Question

How do you prove $\tan p + \cot p = 2\csc 2p$?

Answer 1

Given equation is a trigonometric identity which means that the equality will hold true for any value of the angle $p$ . Proving the given identity means simplifying or transforming the expression in LHS (or RHS) in such a way that it resembles the expression in the RHS (or LHS). Here we will have to also use the half-angle formula to relate double-angle $2p$ to angle $p$.

Formula used:
$\tan p = \dfrac{{\sin p}}{{\cos p}}$
$\cot p = \dfrac{1}{{\tan p}} = \dfrac{{\cos p}}{{\sin p}}$
${\sin ^2}p + {\cos ^2}p = 1$
$\sin 2p = 2\sin p\cos p$ [half-angle formula or identity]

Complete step-by-step solution:
We have to prove that the expression $\tan p + \cot p$ is equal to the expression $2\csc 2p$.
In the LHS we have $\tan p + \cot p$.
We know that $\tan p = \dfrac{{\sin p}}{{\cos p}}$. And also $\cot p = \dfrac{1}{{\tan p}} = \dfrac{{\cos p}}{{\sin p}}$.
So we can write the LHS as,
$\tan p + \cot p = \dfrac{{\sin p}}{{\cos p}} + \dfrac{{\cos p}}{{\sin p}}$
Now we can simplify the expression as simple addition of fraction,
$\dfrac{{\sin p}}{{\cos p}} + \dfrac{{\cos p}}{{\sin p}} = \dfrac{{(\sin p \times \sin p) + (\cos p \times \cos p)}}{{\cos p \times \sin p}} = \dfrac{{{{\sin }^2}p + {{\cos }^2}p}}{{\sin p\cos p}}$
Since ${\sin ^2}p + {\cos ^2}p = 1$, we have,
$\dfrac{{{{\sin }^2}p + {{\cos }^2}p}}{{\sin p\cos p}} = \dfrac{1}{{\sin p\cos p}}$
Now we multiply both the numerator and denominator by $2$,
$\dfrac{1}{{\sin p\cos p}} \times \dfrac{2}{2} = \dfrac{2}{{2\sin p\cos p}}$
Using half-angle formula $\sin 2p = 2\sin p\cos p$, we can write,
$\dfrac{2}{{2\sin p\cos p}} = \dfrac{2}{{\sin 2p}}$
Also we know that $\dfrac{1}{{\sin p}} = \csc p$. So we can write,
$\dfrac{2}{{\sin 2p}} = 2\csc 2p$
Thus, we get the LHS in the form $2\csc 2p$.
Also the RHS given in the question is $2\csc 2p$.
Therefore, LHS = RHS.

Hence, we proved that $\tan p + \cot p = 2\csc 2p$.

Note: The above discussed solution may not be the only way to prove the given identity.

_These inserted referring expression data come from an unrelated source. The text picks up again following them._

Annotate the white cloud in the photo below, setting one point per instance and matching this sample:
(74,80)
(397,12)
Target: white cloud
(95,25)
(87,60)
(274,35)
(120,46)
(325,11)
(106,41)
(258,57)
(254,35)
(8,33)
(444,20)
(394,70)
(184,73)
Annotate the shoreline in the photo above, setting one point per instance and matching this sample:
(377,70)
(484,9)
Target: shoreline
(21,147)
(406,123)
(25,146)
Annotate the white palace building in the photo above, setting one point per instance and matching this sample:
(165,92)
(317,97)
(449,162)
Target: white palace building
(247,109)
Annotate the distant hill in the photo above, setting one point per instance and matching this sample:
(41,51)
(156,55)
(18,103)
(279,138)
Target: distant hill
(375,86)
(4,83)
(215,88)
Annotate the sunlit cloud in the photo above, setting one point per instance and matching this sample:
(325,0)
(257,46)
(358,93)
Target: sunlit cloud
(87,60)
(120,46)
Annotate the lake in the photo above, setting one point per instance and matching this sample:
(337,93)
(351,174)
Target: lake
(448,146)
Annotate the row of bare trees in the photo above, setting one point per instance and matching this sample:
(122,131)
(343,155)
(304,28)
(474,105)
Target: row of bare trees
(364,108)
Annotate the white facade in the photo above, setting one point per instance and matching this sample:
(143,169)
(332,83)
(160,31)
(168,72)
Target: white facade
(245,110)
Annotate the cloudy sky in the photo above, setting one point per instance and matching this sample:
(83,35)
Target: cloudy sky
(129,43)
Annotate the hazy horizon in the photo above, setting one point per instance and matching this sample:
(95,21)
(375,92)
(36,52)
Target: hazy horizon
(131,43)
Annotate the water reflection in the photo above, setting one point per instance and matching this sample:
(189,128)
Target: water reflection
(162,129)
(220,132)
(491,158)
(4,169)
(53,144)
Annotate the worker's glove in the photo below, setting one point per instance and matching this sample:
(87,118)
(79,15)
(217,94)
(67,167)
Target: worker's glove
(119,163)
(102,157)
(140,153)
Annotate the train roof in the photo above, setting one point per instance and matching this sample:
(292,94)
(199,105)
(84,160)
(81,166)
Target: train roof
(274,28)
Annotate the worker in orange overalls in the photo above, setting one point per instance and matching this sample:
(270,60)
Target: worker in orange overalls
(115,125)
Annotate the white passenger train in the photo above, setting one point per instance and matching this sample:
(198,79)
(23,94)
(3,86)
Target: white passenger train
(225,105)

We can prove an identity by various ways using different trigonometric properties or identities. Also, we can choose to transform the RHS to make it resemble the LHS. In case we get confused as to which identity to use where, we can transform both LHS and RHS to simpler terms using basic trigonometric properties or identities like we used to convert $\tan p$ and $\cot p$ in terms of $\sin p$ and $\cos p$ in this solution.